The +1 button and Google+ social widgets are services for interacting with the Google+ social network, provided by Google Inc.
Personal data collected: cookies and usage data.
Place of data processing: USA – Policy Google
The “Like” button and Facebook social widgets are services of interaction with the social network Facebook, provided by Facebook, Inc.
Personal data collected: cookies and usage data.
Place of data processing: USA – Policy Facebook
The Tweet button and Twitter social widgets are services of interaction with the Twitter social network, provided by Twitter, Inc.
Personal data collected: cookies and usage data.
Place of data processing: USA – Policy Twitter
Google Analytics is a web analytics service provided by Google Inc. (“Google”). Google uses the Personal Data collected for the purpose of tracking and examining the use of this Application, compiling reports and sharing them with other services developed by Google.
Google may use the Personal Data to contextualise and personalize the advertisements of its advertising network.
Personal data collected: cookies and usage data.
Place of data processing: USA – Policy Google
The user can selectively disable the action of Google Analytics by installing on his browser the opt-out component provided by Google. To disable the action of Google Analytics, please refer to the link below Deactivation Analytics
Google Maps is a map visualization service managed by Google Inc. that allows this application to integrate such contents within its pages.
Personal data collected: cookies and usage data.
Place of data processing: USA – Policy Google
YouTube is a map visualization service managed by Google Inc. that allows this application to integrate such contents within its own web pages
Personal data collected: cookies and usage data.
Place of data processing: USA – Policy YouTube
Link to manage or disable cookies: Deactivation of Cookies YouTube
The Facebook Pixel is a widget that allows the tracking of visits and activities carried out by the user on the Internet site, when access to the Facebook APP is open.

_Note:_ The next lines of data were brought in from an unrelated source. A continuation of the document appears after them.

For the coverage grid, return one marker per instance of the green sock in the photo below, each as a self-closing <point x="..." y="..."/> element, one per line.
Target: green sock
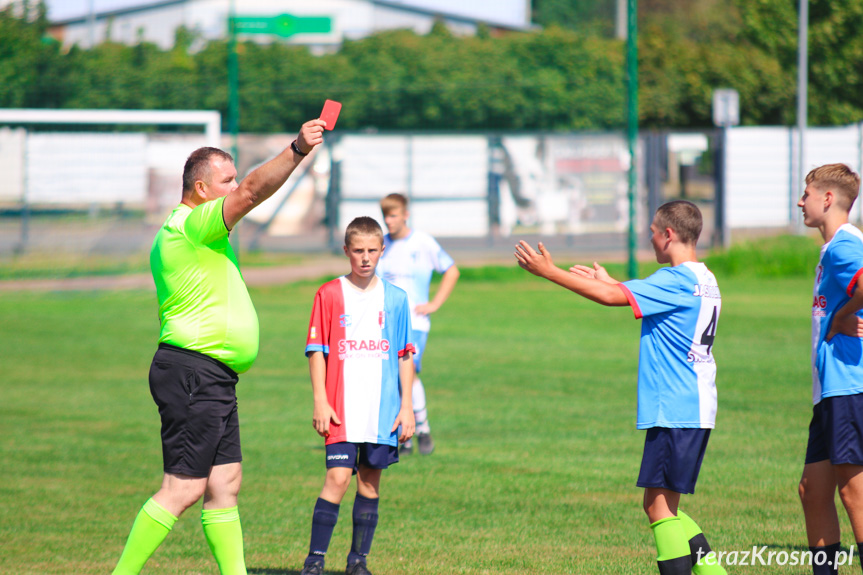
<point x="699" y="548"/>
<point x="225" y="537"/>
<point x="151" y="526"/>
<point x="672" y="547"/>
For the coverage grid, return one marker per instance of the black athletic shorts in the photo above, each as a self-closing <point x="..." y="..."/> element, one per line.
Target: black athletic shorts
<point x="672" y="458"/>
<point x="836" y="430"/>
<point x="197" y="401"/>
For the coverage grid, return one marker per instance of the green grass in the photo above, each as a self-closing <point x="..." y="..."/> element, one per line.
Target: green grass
<point x="532" y="398"/>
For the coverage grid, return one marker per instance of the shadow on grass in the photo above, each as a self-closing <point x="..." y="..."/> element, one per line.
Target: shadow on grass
<point x="266" y="571"/>
<point x="785" y="547"/>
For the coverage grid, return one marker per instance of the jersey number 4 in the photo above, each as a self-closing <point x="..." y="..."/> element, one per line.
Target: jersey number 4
<point x="709" y="332"/>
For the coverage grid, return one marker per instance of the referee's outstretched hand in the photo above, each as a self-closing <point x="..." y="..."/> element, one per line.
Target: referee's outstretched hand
<point x="311" y="134"/>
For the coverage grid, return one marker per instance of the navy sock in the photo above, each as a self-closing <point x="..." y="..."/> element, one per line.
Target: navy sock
<point x="827" y="557"/>
<point x="323" y="522"/>
<point x="365" y="520"/>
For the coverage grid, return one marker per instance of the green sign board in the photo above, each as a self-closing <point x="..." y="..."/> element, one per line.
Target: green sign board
<point x="284" y="25"/>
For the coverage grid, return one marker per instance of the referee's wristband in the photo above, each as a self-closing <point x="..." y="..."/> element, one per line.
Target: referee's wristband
<point x="297" y="150"/>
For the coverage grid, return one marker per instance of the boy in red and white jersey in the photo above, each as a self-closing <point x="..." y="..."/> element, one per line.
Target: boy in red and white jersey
<point x="360" y="359"/>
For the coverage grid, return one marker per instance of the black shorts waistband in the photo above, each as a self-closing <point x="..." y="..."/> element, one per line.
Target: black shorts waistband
<point x="199" y="355"/>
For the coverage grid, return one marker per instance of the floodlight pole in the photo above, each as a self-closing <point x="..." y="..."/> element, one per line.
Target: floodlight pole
<point x="233" y="102"/>
<point x="233" y="84"/>
<point x="632" y="126"/>
<point x="802" y="103"/>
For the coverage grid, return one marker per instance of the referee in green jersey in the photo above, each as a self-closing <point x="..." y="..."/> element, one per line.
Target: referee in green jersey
<point x="209" y="335"/>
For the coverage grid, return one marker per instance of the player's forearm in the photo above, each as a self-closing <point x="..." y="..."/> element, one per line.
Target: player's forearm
<point x="261" y="184"/>
<point x="406" y="377"/>
<point x="318" y="373"/>
<point x="854" y="305"/>
<point x="447" y="283"/>
<point x="593" y="289"/>
<point x="265" y="180"/>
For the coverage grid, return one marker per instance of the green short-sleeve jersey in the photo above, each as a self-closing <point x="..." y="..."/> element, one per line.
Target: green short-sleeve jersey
<point x="204" y="305"/>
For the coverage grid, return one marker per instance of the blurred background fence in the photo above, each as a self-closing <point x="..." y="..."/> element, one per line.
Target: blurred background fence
<point x="106" y="193"/>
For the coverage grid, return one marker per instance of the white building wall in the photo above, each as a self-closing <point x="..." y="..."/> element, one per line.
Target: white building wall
<point x="762" y="175"/>
<point x="351" y="19"/>
<point x="69" y="168"/>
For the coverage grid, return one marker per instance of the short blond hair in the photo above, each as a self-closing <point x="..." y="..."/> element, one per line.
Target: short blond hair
<point x="683" y="217"/>
<point x="363" y="226"/>
<point x="393" y="202"/>
<point x="838" y="178"/>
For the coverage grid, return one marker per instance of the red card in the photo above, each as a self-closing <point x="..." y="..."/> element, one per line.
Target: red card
<point x="330" y="113"/>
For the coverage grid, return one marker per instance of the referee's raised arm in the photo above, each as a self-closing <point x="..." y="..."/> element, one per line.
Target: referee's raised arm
<point x="266" y="179"/>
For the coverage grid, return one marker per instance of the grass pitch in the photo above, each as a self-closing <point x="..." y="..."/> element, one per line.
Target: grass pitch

This widget allows you to analyze data in an aggregate way and to carry out targeted advertising campaigns
Personal data collected: cookies and usage data.
Place of processing: Ireland
To set your privacy on Facebook differently, just click here Policy Facebook
They can be installed by the Data Holder, using software of c.d. web analytics, profiling cookies, which are used to prepare detailed and real-time analysis reports on information about: visitors to a website, search engines of origin, keywords used, language of use, most visited pages.
The same can collect information and data such as IP address, nationality, city, date / time, device, browser, operating system, screen resolution, navigation source, pages visited and number of pages, duration of the visit, number of visits.